The soup makes a simple lunch or dinner. We had the added pleasure of a slice of Srah’s new bread, Douglas fir scented levain topped with fresh butter. A perfect winter-time light lunch
Napa Cabbage and Bread Soup with Croutons and Parmesan Cheese
- 3 tablespoons extra virgin olive oil
- 1 medium onion, chopped
- ½ large head napa cabbage, cored and shredded
- 4 cups vegetable stock
- ½ teaspoon beau monde seasoning, or to taste
- salt and pepper to taste
- 2 ½ inch slices good quality white bread cut in ½ inch cubes
- 2 ounces Parmesan cheese, freshly grated
- ¼ cup minced parsley
- In a medium, heavy-bottomed saucepan or stockpot, heat the olive oil over medium heat. Add the chopped onions, stir, and cover. Cook for about 5 minutes or until the onions are wilted and translucent. Do not allow them to brown.
- Add the shredded cabbage to the pot, cover and continue to cook until completely wilted. Do not brown. Then add the vegetable stock, bring to a boil, and then reduce to a simmer.
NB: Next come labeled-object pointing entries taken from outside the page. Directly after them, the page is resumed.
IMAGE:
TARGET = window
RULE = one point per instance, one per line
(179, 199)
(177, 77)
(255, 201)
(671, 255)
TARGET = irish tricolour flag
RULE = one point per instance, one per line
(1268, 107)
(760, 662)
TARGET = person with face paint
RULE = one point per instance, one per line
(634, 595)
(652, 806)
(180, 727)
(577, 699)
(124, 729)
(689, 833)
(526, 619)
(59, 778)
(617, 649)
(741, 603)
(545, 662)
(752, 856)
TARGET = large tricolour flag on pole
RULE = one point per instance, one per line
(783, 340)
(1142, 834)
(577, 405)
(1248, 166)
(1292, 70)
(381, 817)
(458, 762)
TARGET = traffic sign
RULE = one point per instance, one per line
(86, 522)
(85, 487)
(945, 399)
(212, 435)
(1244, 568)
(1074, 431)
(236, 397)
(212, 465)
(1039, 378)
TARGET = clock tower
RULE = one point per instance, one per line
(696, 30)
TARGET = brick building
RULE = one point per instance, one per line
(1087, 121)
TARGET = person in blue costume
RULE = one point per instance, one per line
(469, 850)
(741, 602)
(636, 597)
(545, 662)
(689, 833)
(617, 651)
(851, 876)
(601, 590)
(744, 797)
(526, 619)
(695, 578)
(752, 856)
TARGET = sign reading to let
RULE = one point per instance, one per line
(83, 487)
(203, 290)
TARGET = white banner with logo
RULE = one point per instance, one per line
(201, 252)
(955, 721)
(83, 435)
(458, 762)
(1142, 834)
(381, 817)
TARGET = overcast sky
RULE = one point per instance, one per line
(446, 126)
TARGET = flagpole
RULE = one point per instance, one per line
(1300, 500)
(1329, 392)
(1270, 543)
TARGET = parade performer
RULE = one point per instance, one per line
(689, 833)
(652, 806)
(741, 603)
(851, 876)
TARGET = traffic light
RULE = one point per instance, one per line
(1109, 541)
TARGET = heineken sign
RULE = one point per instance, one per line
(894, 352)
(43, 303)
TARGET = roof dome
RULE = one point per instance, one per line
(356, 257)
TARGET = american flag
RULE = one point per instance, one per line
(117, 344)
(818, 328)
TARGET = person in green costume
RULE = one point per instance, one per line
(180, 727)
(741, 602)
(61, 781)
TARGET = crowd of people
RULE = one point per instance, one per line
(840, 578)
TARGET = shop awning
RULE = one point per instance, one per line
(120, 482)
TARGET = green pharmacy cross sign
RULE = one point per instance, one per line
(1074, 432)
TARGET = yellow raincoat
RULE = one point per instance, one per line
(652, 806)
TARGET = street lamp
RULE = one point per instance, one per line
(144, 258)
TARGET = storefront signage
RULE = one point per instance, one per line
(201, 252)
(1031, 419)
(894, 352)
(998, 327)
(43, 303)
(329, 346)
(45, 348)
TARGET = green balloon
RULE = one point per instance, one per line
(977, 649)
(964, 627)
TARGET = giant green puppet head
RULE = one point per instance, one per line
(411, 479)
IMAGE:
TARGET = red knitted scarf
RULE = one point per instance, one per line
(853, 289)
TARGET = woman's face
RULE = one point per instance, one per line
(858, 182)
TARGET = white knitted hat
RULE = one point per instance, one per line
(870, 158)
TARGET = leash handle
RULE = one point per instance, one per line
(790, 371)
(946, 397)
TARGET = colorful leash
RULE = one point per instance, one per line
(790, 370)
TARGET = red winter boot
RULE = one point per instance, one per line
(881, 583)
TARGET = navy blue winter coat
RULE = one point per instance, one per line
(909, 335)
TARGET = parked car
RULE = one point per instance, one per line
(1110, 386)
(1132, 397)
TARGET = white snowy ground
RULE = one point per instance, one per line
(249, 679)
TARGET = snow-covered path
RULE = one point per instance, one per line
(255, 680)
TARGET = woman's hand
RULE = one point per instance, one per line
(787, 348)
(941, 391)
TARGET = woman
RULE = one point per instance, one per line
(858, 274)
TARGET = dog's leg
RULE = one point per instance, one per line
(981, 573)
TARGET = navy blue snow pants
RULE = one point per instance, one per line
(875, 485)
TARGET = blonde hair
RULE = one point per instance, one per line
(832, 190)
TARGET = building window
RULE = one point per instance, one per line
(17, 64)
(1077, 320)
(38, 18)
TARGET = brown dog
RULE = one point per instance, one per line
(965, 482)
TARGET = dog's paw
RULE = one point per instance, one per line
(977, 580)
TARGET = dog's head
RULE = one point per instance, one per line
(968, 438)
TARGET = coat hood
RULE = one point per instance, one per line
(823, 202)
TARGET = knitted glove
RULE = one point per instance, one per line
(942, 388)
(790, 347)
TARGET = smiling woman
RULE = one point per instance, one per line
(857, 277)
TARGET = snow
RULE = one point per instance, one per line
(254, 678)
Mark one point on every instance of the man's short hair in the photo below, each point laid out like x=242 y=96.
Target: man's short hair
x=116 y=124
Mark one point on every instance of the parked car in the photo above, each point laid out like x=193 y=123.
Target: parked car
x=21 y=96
Add the beau monde seasoning and adjust with salt and pepper.Cook for 40 minutes or until the cabbage is soft. Add more liquid if necessary.
- In the meantime, place one of the diced slices of bread on a small baking sheet and dry in the middle of an oven preheated to 225°. Bake for 30 minutes, turning frequently, until the bread cubes are completely dry and crisp. Remove from the oven and set aside.
- When the cabbage is fully cooked and tender, stir in the remaining cubed slice of bread. The bread should dissolve and thicken the soup. Add more liquid if needed.
- When ready to serve, plate the soup in 4 wide soup bowls, top with the croutons, sprinkle with the grated Parmesan cheese and parsley. Serve immediately.